UTF-8 bytes encoded as XML entities in description


#1

I found some garbled characters in one feed. I investigated it and found the following:

  • The Atom feed contains the following: <description>it&#xE2;&#x80;&#x99;s</descritption>.
  • These bytes E2 80 99 are the utf8 representation for .
  • Doing a select * from ttrss_entries from the command line shows these characters as â followed by two boxes. â is the ISO-8859-1 character for E2, and the other two bytes don’t exist in ISO-8859-1.
  • The ttrss web UI and app show them as ’. That’s these bytes interpreted as Windows-1252.

I’m guessing the issue is from the feed itself, but I’m not familiar with the Atom standard and I don’t know what to tell the site operators. Should they change these characters into &#2019;? (\u2019 is in unicode). Or should they add an encoding field somewhere? (the feed has <?xml version='1.0' encoding='UTF-8'?> at the top, but I think that’s irrelevant here).

Alternatively, is ttrss handling this correctly or could it be fixed somehow?

Using Tiny Tiny RSS v17.12 (2c51fac), Centos 7.4, nginx 1.12.2, PHP 5.4.16, Postgresql 9.2.23.


#2

encoding in the xml preamble should be enough to handle the document properly, no specific field should be needed. my guess would be field encoding being incorrect because it’s more likely than libxml parsing it incorrectly. i don’t really know enough about this stuff to tell you how and why though.


#3

The site is generating the XML file incorrectly.

Let’s start with the encoding declaration. That just means the XML file is to be interpreted as UTF-8. That means the & is a UTF-8-encoded character, as is the #, the x, the E, etc… It has nothing to do with how the character reference is expanded.

For that, we go to the XML specification. Specifically:

If the character reference begins with " &#x ", the digits and letters up to the terminating ; provide a hexadecimal representation of the character’s code point in ISO/IEC 10646.

Crucially, each reference (e.g. &#xE2) should refer to a single complete character; a single complete code point. This has nothing to do with Windows-1252; code point 0xE2 represents â in UTF-8.
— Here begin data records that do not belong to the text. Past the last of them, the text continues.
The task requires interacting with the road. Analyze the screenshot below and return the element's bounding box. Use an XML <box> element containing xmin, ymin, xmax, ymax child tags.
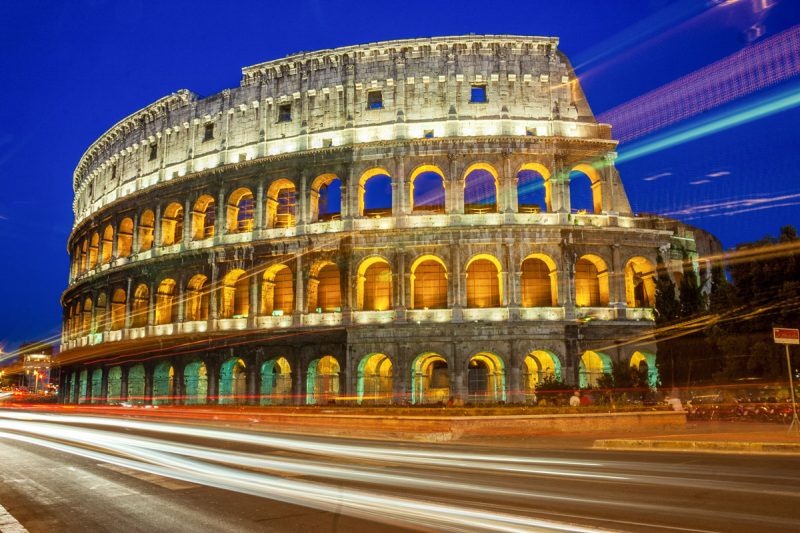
<box><xmin>0</xmin><ymin>409</ymin><xmax>799</xmax><ymax>532</ymax></box>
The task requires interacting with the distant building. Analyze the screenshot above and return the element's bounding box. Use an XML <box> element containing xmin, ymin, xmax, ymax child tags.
<box><xmin>19</xmin><ymin>342</ymin><xmax>53</xmax><ymax>392</ymax></box>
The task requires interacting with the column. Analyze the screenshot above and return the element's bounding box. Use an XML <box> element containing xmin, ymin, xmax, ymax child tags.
<box><xmin>100</xmin><ymin>367</ymin><xmax>109</xmax><ymax>404</ymax></box>
<box><xmin>72</xmin><ymin>371</ymin><xmax>81</xmax><ymax>404</ymax></box>
<box><xmin>183</xmin><ymin>198</ymin><xmax>192</xmax><ymax>244</ymax></box>
<box><xmin>206</xmin><ymin>360</ymin><xmax>219</xmax><ymax>405</ymax></box>
<box><xmin>173</xmin><ymin>364</ymin><xmax>185</xmax><ymax>405</ymax></box>
<box><xmin>293</xmin><ymin>255</ymin><xmax>304</xmax><ymax>325</ymax></box>
<box><xmin>124</xmin><ymin>277</ymin><xmax>133</xmax><ymax>329</ymax></box>
<box><xmin>143</xmin><ymin>365</ymin><xmax>153</xmax><ymax>405</ymax></box>
<box><xmin>177</xmin><ymin>273</ymin><xmax>186</xmax><ymax>324</ymax></box>
<box><xmin>131</xmin><ymin>212</ymin><xmax>140</xmax><ymax>254</ymax></box>
<box><xmin>120</xmin><ymin>366</ymin><xmax>129</xmax><ymax>403</ymax></box>
<box><xmin>111</xmin><ymin>220</ymin><xmax>119</xmax><ymax>261</ymax></box>
<box><xmin>209</xmin><ymin>260</ymin><xmax>219</xmax><ymax>321</ymax></box>
<box><xmin>255</xmin><ymin>180</ymin><xmax>265</xmax><ymax>230</ymax></box>
<box><xmin>293</xmin><ymin>359</ymin><xmax>305</xmax><ymax>406</ymax></box>
<box><xmin>246</xmin><ymin>364</ymin><xmax>258</xmax><ymax>406</ymax></box>
<box><xmin>248</xmin><ymin>273</ymin><xmax>259</xmax><ymax>327</ymax></box>
<box><xmin>215</xmin><ymin>188</ymin><xmax>227</xmax><ymax>238</ymax></box>
<box><xmin>147</xmin><ymin>282</ymin><xmax>156</xmax><ymax>326</ymax></box>
<box><xmin>152</xmin><ymin>203</ymin><xmax>162</xmax><ymax>250</ymax></box>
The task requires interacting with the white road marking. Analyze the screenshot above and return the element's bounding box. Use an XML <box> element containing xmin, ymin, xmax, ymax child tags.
<box><xmin>0</xmin><ymin>503</ymin><xmax>29</xmax><ymax>533</ymax></box>
<box><xmin>98</xmin><ymin>463</ymin><xmax>196</xmax><ymax>490</ymax></box>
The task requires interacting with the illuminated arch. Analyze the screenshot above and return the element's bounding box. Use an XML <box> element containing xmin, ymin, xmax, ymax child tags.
<box><xmin>625</xmin><ymin>257</ymin><xmax>656</xmax><ymax>308</ymax></box>
<box><xmin>161</xmin><ymin>202</ymin><xmax>184</xmax><ymax>246</ymax></box>
<box><xmin>411</xmin><ymin>352</ymin><xmax>449</xmax><ymax>404</ymax></box>
<box><xmin>579</xmin><ymin>350</ymin><xmax>612</xmax><ymax>388</ymax></box>
<box><xmin>357</xmin><ymin>353</ymin><xmax>394</xmax><ymax>404</ymax></box>
<box><xmin>521</xmin><ymin>253</ymin><xmax>558</xmax><ymax>307</ymax></box>
<box><xmin>155</xmin><ymin>278</ymin><xmax>177</xmax><ymax>325</ymax></box>
<box><xmin>307</xmin><ymin>261</ymin><xmax>341</xmax><ymax>313</ymax></box>
<box><xmin>117</xmin><ymin>217</ymin><xmax>133</xmax><ymax>258</ymax></box>
<box><xmin>78</xmin><ymin>369</ymin><xmax>88</xmax><ymax>403</ymax></box>
<box><xmin>191</xmin><ymin>195</ymin><xmax>216</xmax><ymax>240</ymax></box>
<box><xmin>266</xmin><ymin>178</ymin><xmax>297</xmax><ymax>228</ymax></box>
<box><xmin>80</xmin><ymin>238</ymin><xmax>87</xmax><ymax>273</ymax></box>
<box><xmin>131</xmin><ymin>283</ymin><xmax>149</xmax><ymax>327</ymax></box>
<box><xmin>88</xmin><ymin>232</ymin><xmax>99</xmax><ymax>269</ymax></box>
<box><xmin>127</xmin><ymin>364</ymin><xmax>146</xmax><ymax>404</ymax></box>
<box><xmin>358</xmin><ymin>167</ymin><xmax>392</xmax><ymax>217</ymax></box>
<box><xmin>153</xmin><ymin>361</ymin><xmax>174</xmax><ymax>405</ymax></box>
<box><xmin>220</xmin><ymin>269</ymin><xmax>249</xmax><ymax>319</ymax></box>
<box><xmin>186</xmin><ymin>274</ymin><xmax>209</xmax><ymax>321</ymax></box>
<box><xmin>463</xmin><ymin>162</ymin><xmax>499</xmax><ymax>214</ymax></box>
<box><xmin>356</xmin><ymin>257</ymin><xmax>393</xmax><ymax>311</ymax></box>
<box><xmin>261</xmin><ymin>264</ymin><xmax>294</xmax><ymax>316</ymax></box>
<box><xmin>101</xmin><ymin>224</ymin><xmax>114</xmax><ymax>264</ymax></box>
<box><xmin>260</xmin><ymin>357</ymin><xmax>291</xmax><ymax>405</ymax></box>
<box><xmin>409</xmin><ymin>164</ymin><xmax>446</xmax><ymax>213</ymax></box>
<box><xmin>111</xmin><ymin>288</ymin><xmax>126</xmax><ymax>330</ymax></box>
<box><xmin>575</xmin><ymin>254</ymin><xmax>609</xmax><ymax>307</ymax></box>
<box><xmin>138</xmin><ymin>209</ymin><xmax>155</xmax><ymax>252</ymax></box>
<box><xmin>306</xmin><ymin>355</ymin><xmax>340</xmax><ymax>405</ymax></box>
<box><xmin>410</xmin><ymin>254</ymin><xmax>448</xmax><ymax>310</ymax></box>
<box><xmin>95</xmin><ymin>292</ymin><xmax>108</xmax><ymax>331</ymax></box>
<box><xmin>107</xmin><ymin>366</ymin><xmax>123</xmax><ymax>403</ymax></box>
<box><xmin>522</xmin><ymin>350</ymin><xmax>563</xmax><ymax>401</ymax></box>
<box><xmin>631</xmin><ymin>350</ymin><xmax>659</xmax><ymax>388</ymax></box>
<box><xmin>82</xmin><ymin>297</ymin><xmax>93</xmax><ymax>335</ymax></box>
<box><xmin>467</xmin><ymin>352</ymin><xmax>506</xmax><ymax>403</ymax></box>
<box><xmin>227</xmin><ymin>187</ymin><xmax>254</xmax><ymax>234</ymax></box>
<box><xmin>465</xmin><ymin>253</ymin><xmax>503</xmax><ymax>308</ymax></box>
<box><xmin>569</xmin><ymin>163</ymin><xmax>603</xmax><ymax>214</ymax></box>
<box><xmin>517</xmin><ymin>162</ymin><xmax>552</xmax><ymax>213</ymax></box>
<box><xmin>310</xmin><ymin>173</ymin><xmax>341</xmax><ymax>222</ymax></box>
<box><xmin>219</xmin><ymin>357</ymin><xmax>246</xmax><ymax>405</ymax></box>
<box><xmin>183</xmin><ymin>360</ymin><xmax>208</xmax><ymax>405</ymax></box>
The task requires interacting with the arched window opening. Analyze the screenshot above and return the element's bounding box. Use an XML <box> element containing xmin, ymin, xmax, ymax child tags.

What they’ve done instead is encode each byte individually, rather than the entire code point for the character. So when tt-rss decodes the XML file correctly according to spec, it interprets each reference (which is incorrectly only a single byte) as a separate code point, resulting in what looks to be incorrect output.
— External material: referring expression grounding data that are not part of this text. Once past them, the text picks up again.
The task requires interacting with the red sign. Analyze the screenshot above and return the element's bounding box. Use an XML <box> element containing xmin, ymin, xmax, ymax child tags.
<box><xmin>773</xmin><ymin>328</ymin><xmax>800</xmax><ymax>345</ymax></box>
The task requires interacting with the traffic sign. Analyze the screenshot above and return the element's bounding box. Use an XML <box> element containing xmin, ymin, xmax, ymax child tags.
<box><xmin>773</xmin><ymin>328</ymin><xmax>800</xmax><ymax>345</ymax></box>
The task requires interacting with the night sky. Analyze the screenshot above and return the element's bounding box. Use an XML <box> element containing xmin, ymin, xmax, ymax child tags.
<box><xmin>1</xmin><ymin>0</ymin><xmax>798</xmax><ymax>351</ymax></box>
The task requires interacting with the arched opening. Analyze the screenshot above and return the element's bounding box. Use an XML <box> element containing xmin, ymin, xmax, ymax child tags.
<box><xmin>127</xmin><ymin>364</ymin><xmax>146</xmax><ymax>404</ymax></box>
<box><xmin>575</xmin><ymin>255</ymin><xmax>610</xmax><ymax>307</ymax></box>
This should be fixed by the site operator. But if you really want to fix it on tt-rss’s side, you can create a site-specific plugin that goes and interprets sequences of character references and transforms them into the correct single reference. Of course, this is rather fragile.


#4

Ah, that makes sense. Thanks. I’ll send an email to the site operators.

(Although I still don’t understand how € and ™ came to be. I could only explain them by Windows-1252)


#5

Ah. Hm. Yea, the 0x80 and 0x99 are not (by themselves) valid UTF-8 characters, so it’s likely your browser is falling back to Windows-1252. Sorry, I didn’t even realise - I was testing with a site that did a similar incorrect conversion.

The rest should hold though: the XML file should be sending entire code points, not single bytes.

Edit: here’s an example of a similar bug, http://www.perlmonks.org/?node_id=708751. Generally it’s because they forgot to decode whatever they’re reading the UTF-8 data from and end up sending the (incorrect) raw bytes into the XML encoder.